U.S. Employment (May 2026)
Thomas Feltmate, Director & Senior Economist | 416-944-5730
Date Published: June 5, 2026
- Category:
- U.S.
- Data Commentary
- Labor
Payrolls surprise meaningfully to the upside in May, while the unemployment rate holds steady at 4.3%
- Nonfarm payrolls rose by 172k in May, largely meeting April's gain of 179k and well ahead of the consensus forecast calling for a smaller print of 85k. Revisions to the two prior months were meaningfully higher, adding a total of 93k from the previously reported figures, with both March (+185k from +214k) and April (+115k from +179k) revised higher.
- Smoothing through the volatility, nonfarm payrolls averaged 188k per-month over the last three months, considerably stronger than the six-and-twelve-month averages of 92k and 42k, respectively.
- Private payrolls rose 120k, following a stronger gain of 177k in April. Job gains were concentrated in health care (+35k), leisure & hospitality (+70k), construction (+17k) and manufacturing (+7k). Government hiring rose 52k, largely driven by local government (+55k), while federal hiring added a modest 1k jobs last month.
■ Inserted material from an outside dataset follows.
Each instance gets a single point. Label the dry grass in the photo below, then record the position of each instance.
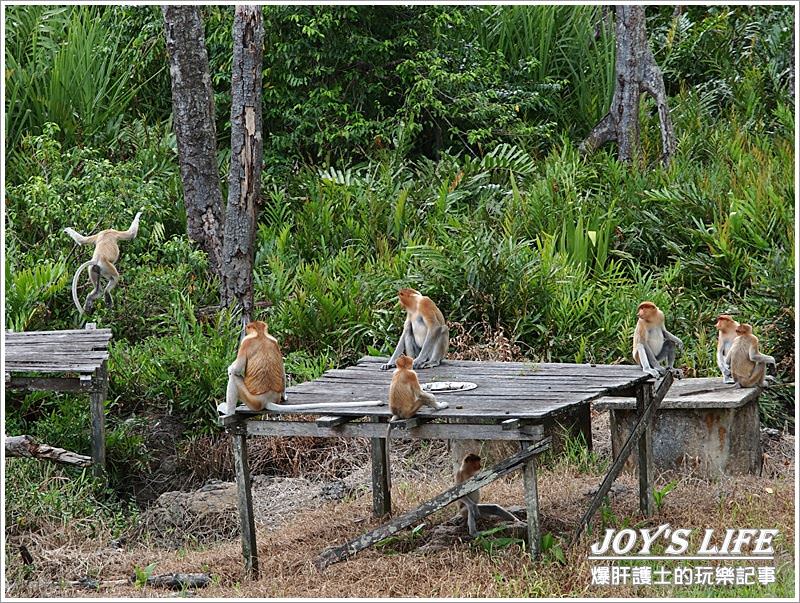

- In the household survey, civilian employment (+149k) and the labor force (+83k) rose by a similar amount, holding the unemployment rate steady at 4.3% for a third consecutive month. The labor force participation rate was unchanged at 61.8%, after having steadily declined through the first four months of the year.
- Average hourly earnings (AHE) rose 0.3% month-on-month (m/m), following a softer 0.2% m/m gain in April. On a twelve-month basis, AHE ticked slipped to 3.4% (from 3.6% the month prior).
Key Implications
- Overall, this was a solid employment report. Not only did headline payrolls come in stronger than expected, but revisions to prior months were meaningfully higher and well above six-and-twelve-month averages, suggesting some reacceleration in hiring activity. Importantly, job growth is no longer exclusively being driven by acyclical sectors like health care and social assistance, with more cyclically sensitive sectors like manufacturing, construction and leisure & hospitality also contributing.
- From the Fed's standpoint, the narrative has clearly shifted from when they'll cut again to if their next move is even a cut. Yields across the curve jumped higher post-payrolls, with Fed futures now fully pricing in a rate hike by year-end. At a minimum, this suggests the FOMC will drop its easing bias at its next policy announcement on June 17th and perhaps even strike a more hawkish tone given the labor market is now showing signs of reaccelerating.